MH17 davası: 298 cinayet için müebbet hapis

Malezya Havayolları'na ait MH17 sefer sayılı yolcu uçağının düşürülerek 298 kişinin hayatını kaybetmesinden sekiz yıl sonra, Amsterdam'daki mahkemeden karar çıktı: İki Rus vatandaşı ve bir Ukraynalı müebbet hapis cezasına çarptırıldı ve 16 milyon avro tazminat ödemeye mahkûm edildi. Sanıklar, Rusya'dan Doğu Ukrayna'ya bir BUK hava savunma sistemi getirmek ve bunu Malezya uçağını düşürmek için kullanmakla suçlanıyordu. Yorumcular, emsal teşkil edecek bir karar verildiğini düşünüyor.

Tüm alıntıları göster/kapat
Vladimir Fesenko (UA) /

Emri verenler de cezalandırılmalı

Siyaset bilimci Volodimir Fessenko, bir Facebook gönderisinde Amsterdam'daki mahkemenin kararını başka adımların izlemesi gerektiğini öne sürüyor:

“Mahkûmiyet kararı, sürmekte olan savaştaki tüm savaş suçlularının cezalandırılması mecburiyetine işaret ediyor.

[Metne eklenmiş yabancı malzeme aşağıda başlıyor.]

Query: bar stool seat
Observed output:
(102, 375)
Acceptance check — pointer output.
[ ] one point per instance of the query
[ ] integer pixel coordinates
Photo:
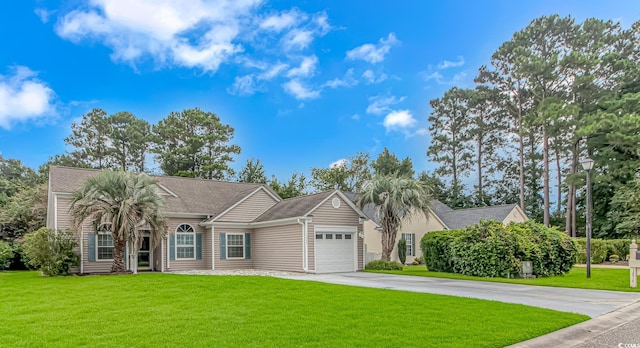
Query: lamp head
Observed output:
(587, 163)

Her koşulda, gereken emsal ortaya çıkmıştır. Şimdi bir sonraki adımın atılması şart. Yalnızca failleri mahkûm etmek yetmez. İşlenen bu suçların faillerini azmettirenler, bu caniyane savaşta ve barışçıl şehirlerin bombalanmasında emirleri verenler de cezalandırılmalı.”

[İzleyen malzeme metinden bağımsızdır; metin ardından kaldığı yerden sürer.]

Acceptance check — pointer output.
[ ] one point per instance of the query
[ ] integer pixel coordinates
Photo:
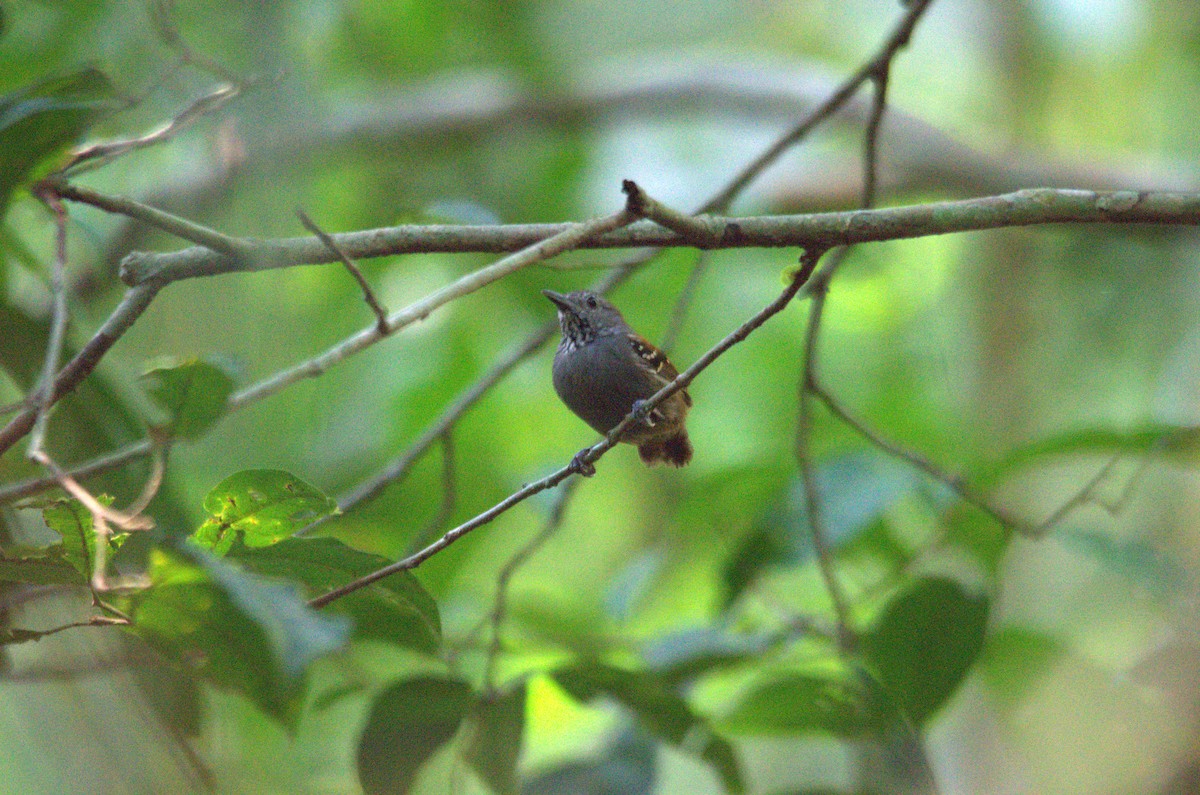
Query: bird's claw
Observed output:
(579, 464)
(641, 413)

Frankfurter Allgemeine Zeitung (DE) /

Halen işlenen suçların failleri de mahkemeye çıkarılmalı

Frankfurter Allgemeine Zeitung’a göre karar bir harekete geçme çağrısı niteliğinde:

“MH17’nin düşürülmesi davası … [halen] işlenen suçların yargıda hesabının sorulmaya başlanmasına vesile olmalı. Bu suçların kapsamına bakılacak olursa, olguları belgeleyecek ve bilinen faillere karşı ilk yargılamaları başlatacak özel bir uluslararası mahkemenin savaş sona ermeden önce kurulmasının önünde hiçbir engel yok. Bu, bir gün gerçekten cezalarını çekmek zorunda kalmaları ihtimalini artıracaktır.”

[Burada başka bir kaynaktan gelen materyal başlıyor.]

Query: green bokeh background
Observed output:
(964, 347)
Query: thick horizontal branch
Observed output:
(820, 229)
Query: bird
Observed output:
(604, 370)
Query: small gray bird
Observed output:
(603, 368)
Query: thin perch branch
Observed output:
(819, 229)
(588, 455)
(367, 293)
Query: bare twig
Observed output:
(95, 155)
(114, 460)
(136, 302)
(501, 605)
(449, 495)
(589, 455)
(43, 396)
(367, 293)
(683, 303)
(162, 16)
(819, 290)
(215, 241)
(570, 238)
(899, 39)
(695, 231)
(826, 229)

Süddeutsche Zeitung (DE) /

Hukukun üstünlüğünün zaferi

Süddeutsche Zeitung, hakikatin sebat ve adaletle galip gelmesini alkışlıyor:

“Kremlin ... sırf aleni hakikati yok etme, şüphe uyandırma ve rahatsızlık yaratma amaçlı ‘alternatif olgular’ sundu. Bu riyakâr yaklaşıma verilecek tek makul yanıt vardı: güvenilir, bağımsız ve sebat dolu bir yargılama. Ve uçağın vurulması olayına oldukça dolaylı yollardan dahli olan bir sanığı beraat ettiren adalet. Bu karar, hukukun üstünlüğünün -ve yüksek sesle eklemek gerekir ki liberal Batı’nın- zaferidir. Hakikat galip geldi.”

De Volkskrant (NL) /

Barbarlığa verilen yanıt

Örnek niteliğinde bir davaydı, değerlendirmesinde bulunuyor De Volkskrant:

“Bu davayla hukukun üstünlüğü, 298 kişiyi katleden barbarlığı dize getirmiş oldu. ... Hukukun üstünlüğünün fazileti ve kudreti, faillerin yalanlarını ve vicdansızlığını bastırdı. Bir sanığın beraat ettirilmiş olması, yargılamanın kıymetini daha da artırıyor. ... Ölenlerin yakınları için bu dava, geçmişle hesaplaşma sürecinin bir neticesi olmasa da önemli bir bileşeniydi. Öte yandan, MH17’nin düşürülmesi yaşananların yalnızca ilk perdesiydi, savaş Hollanda’nın yaklaşık 2.000 kilometre doğusunda halen devam ediyor.”

De Standaard (BE) /

Rusya'ya uzanan izler teyit edildi

De Standaard, emir komuta zincirlerinin de mahkûmiyetlerin önüne geçemediğine vurgu yapıyor:

“Failler, belirsiz bir emir komuta zincirinin söz konusu olduğu böylesine karmaşık bir saldırıda dahi mahkûmiyetten kurtulamayacaklarını anlamış oldular. Bu yüzden, kararın uluslararası bakımdan da bir kıymeti var. Rusya, 2014’te Ukrayna’daki savaşta oynadığı rolü inkâr etmişti - kendi anlatıları, ülkenin doğusundaki ayrılıkçıların kendi inisiyatifleriyle hareket ettikleri şeklindeydi. İki Rus’a verilen mahkûmiyet kararıyla, bu bağlantı artık resmen faş edildi. Rusya’nın aleni işgali sürerken, MH17 kararı büyük önem teşkil ediyor.”

Tages-Anzeiger (CH) /

Putin'in yeri sanık sandalyesi

Tages-Anzeiger, Rusya’nın Ukrayna’yı yok etmek için giriştiği savaşın dokuz ay önce başlamadığına dikkat çekiyor:

“Savaş en geç Rusya’nın 2014 baharında Kırım’ı ilhak etmesi ve Moskova’nın Doğu Ukrayna’daki paralı askerleri desteklemesiyle başlamıştı. ... Amsterdam’daki mahkeme, Doğu Ukrayna’daki paralı askerlerin Moskova tarafından silahlandırıldığı ve yönlendirildiği konusunda hiçbir şüphe bırakmadı. ... Ceza alanlardan ikisi Rusya’da saklanıyor ve cezalarını çekmek zorunda kalmayacak, üçüncüsünün ise Ukrayna’ya karşı savaştığı iddia ediliyor. Vladimir Putin’in de her koşulda Amsterdam’da mahkemeye çıkarılması gerekirdi. Ukrayna’ya savaş açmasaydı, MH17’deki yolcular bugün hâlâ yaşıyor olabilirdi.”